Qual foi o lugar mais especial que visitou?

O lugar mais especial é o presente. Vivo para apreciar o lugar onde estou seja em que momento for. Não depende de viajar, no meu caso. É mais acerca de ser compreensiva e de estabelecer relações que me façam sentir que estou ligada a este mundo.

Já trabalhou em mais de 100 países documentando todo o tipo de histórias. Consegue eleger uma fotografia que a tenha marcado especialmente?

Não consigo escolher. Entre ser atacada por pandas bebés ou conhecer uma manada de elefantes órfãos ou dizer adeus ao Sudan, o último rinoceronte branco macho cuja história cobri ao longo dos últimos dez anos, como conseguiria escolher o momento mais marcante?

O que aprendi, após cobrir os aspectos da humanidade mais sensacionalistas e violentos durante a primeira década da minha carreira, foi que há sempre muito mais do que violência e que cada história tem também um lado muito belo. A resiliência e esperança são incrivelmente grandes nos lugares aparentemente mais desesperados.
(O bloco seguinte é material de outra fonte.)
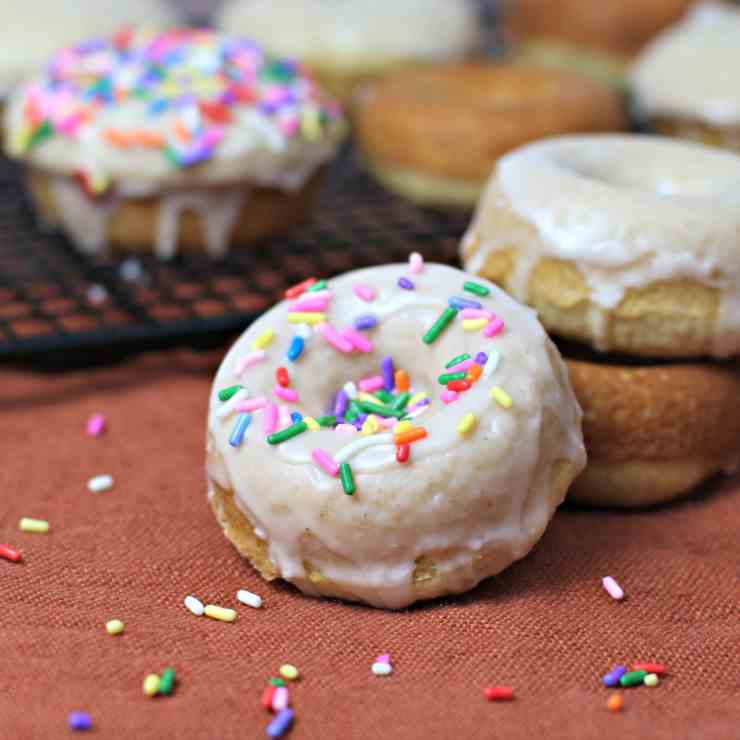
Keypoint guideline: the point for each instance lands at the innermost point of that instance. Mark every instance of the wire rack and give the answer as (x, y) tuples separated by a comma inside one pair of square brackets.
[(56, 303)]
Ao focar-me apenas na violência, na melhor das hipóteses estava a deixar de lado metade da história e na pior estaria a contar uma mentira porque há muito mais para ser contado. É nossa responsabilidade focarmo-nos não apenas nas coisas que nos afastam mas também nas que nos unem.

Uma reportagem que teve um impacto profundo em mim foi a cobertura dos últimos rinocerontes brancos. Após perceber que esta espécie tão antiga não iria sobreviver à espécie humana e que se encontra funcionalmente extinta com apenas dois exemplares actualmente vivos, mudei o foco para reportagens de vida selvagem e ambiental ainda mais importantes e, no entanto, menos conhecidas. Perder parte da Natureza marca-nos a todos. Actualmente recorro à Natureza como base para falar acerca do nosso lar, do nosso futuro e do lugar para onde nos encaminhamos.

Como se sente ao publicar imagens numa revista tão prestigiada como a National Geographic?

A verdade é que não há assim tantos momentos de brilho e não se trata de fazer viagens atrás de viagens. É verdade que viajo para lugares maravilhosos mas o segredo é aprofundarmos e revelarmos mais do que apenas uma fotografia “exótica”. Mantermos uma reportagem ao longo de anos ajuda-nos a compreender as complexidades, as personagens e coisas que nem sempre são imediatamente óbvias. Sou uma fotógrafa lenta, regresso, regresso sempre. A empatia e o conseguirmos merecer a confiança dos outros é a ferramenta mais importante. Preciso que as pessoas confiem o suficiente em mim para me deixarem fazer parte daqueles momentos especiais. Passo muito tempo a explicar o porquê de estar a fazer o que faço e a razão da sua importância. O truque consiste em conseguir ter acesso a lugares a que mais ninguém tem e o segredo é conhecer o nosso “assunto” melhor do que ninguém. Portanto o meu conselho para aqueles que sonham com isto é que encontrem um tema perto de si – talvez até no quintal das traseiras – e que o tornem seu. Não é necessário viajar para o estrangeiro. O que precisam de fazer é de contar uma história melhor do que ninguém usando a própria perspectiva, que é única. Se encontrarem a sua própria história e se se dedicarem inteiramente, então o primeiro passo para este tipo de carreira já estará dado.

O tipo de trabalho que desenvolvo sempre foi desafiador, mas trabalho para fazer imagens intemporais que tenham uma vida que continue muito além daquelas imagens datadas que se desenvolvem para o voraz circuito noticioso.